Tip: If your manager is also new to working remotely, an old fashioned phone call update at the end of the day can be a refreshing, humanizing gesture. It’s also good to remember that your manager might be managing numerous other staff members, so try to keep your updates organized, focused, and concise.
“While working fully remote, even if we aren’t getting to banter around the conference table, we’ve been super intentional about keeping each other updated on work progress, our day-to-day accomplishments, and celebrating little milestone victories.” – Kristin Bural, Brand Designer at Proof
8. Resolve conflict quickly.
One of the most important things we help brands get down is their intentional personality and tone. Making sure your tone is properly expressed, is also critical to working in a team setting. Although texting, Slack, G-chat, and other written communications give you the option of emojis and animations (I love a good GIF), they’re still prone to misunderstandings. And now with COVID forcing us all to send infinitely more messages, the rate of misunderstanding has also increased.
Let’s say your co-worker sends a seemingly rude note, always give them the benefit of the doubt. Always. You need the context of their designated tone in order to truly grasp the intention of their message. So if you want immediate clarity, pick up the phone. If there’s a tough conversation you need to have with a co-worker, pick up the phone. If you sense a communication breakdown is occurring, pick up the phone.
“Slack is a great tool, but a short 5-minute phone call is way more valuable. By creating these personal touch-points with the team, we remove misunderstanding and I feel much more connected.” – Nick Smith, Senior Brand Designer at Proof
9. Find ways to keep relationships alive.
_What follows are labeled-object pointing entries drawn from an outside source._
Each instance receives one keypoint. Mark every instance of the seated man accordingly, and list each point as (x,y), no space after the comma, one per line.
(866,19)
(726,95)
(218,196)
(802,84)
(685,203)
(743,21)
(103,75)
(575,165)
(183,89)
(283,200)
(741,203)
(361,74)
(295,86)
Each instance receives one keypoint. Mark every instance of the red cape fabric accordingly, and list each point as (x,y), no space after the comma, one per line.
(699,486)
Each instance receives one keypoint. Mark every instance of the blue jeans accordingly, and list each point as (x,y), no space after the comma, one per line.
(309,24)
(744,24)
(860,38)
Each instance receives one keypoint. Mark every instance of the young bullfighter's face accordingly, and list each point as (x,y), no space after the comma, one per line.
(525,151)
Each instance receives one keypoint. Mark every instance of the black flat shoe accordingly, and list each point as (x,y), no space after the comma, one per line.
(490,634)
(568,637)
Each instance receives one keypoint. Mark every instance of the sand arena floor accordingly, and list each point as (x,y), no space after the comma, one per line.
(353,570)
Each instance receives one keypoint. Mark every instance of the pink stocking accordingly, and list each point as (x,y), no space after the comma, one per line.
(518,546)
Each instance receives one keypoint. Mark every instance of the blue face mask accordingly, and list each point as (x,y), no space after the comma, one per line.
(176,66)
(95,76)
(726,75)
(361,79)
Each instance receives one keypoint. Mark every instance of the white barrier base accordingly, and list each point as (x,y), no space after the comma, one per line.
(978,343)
Last, but certainly not least — maintaining relationships and friendships with co-workers is a critical element for optimum communication when working remotely. Although it may seem forced, every now and then giving a co-worker a quick call, instead of leaning to a G-chat or Slack message, is a fantastic way to personalize daily communication. If you ordinarily schmooze with colleagues in-person before a big meeting, do the same before dialing-in to a group conference. And if on Monday you normally chit-chat about everyone’s weekends, keep that custom alive too.
Remote Working Communication Takeaways
I hope these tips help you improve your communication when working remotely, especially during these challenging COVID times. Make it your mission to get the most out of every meeting, beef up your proactive update frequency, and try to follow the same communication habits to preserve relationships and maintain a sense of normalcy. And if all fails, for God’s sake, pick up the phone.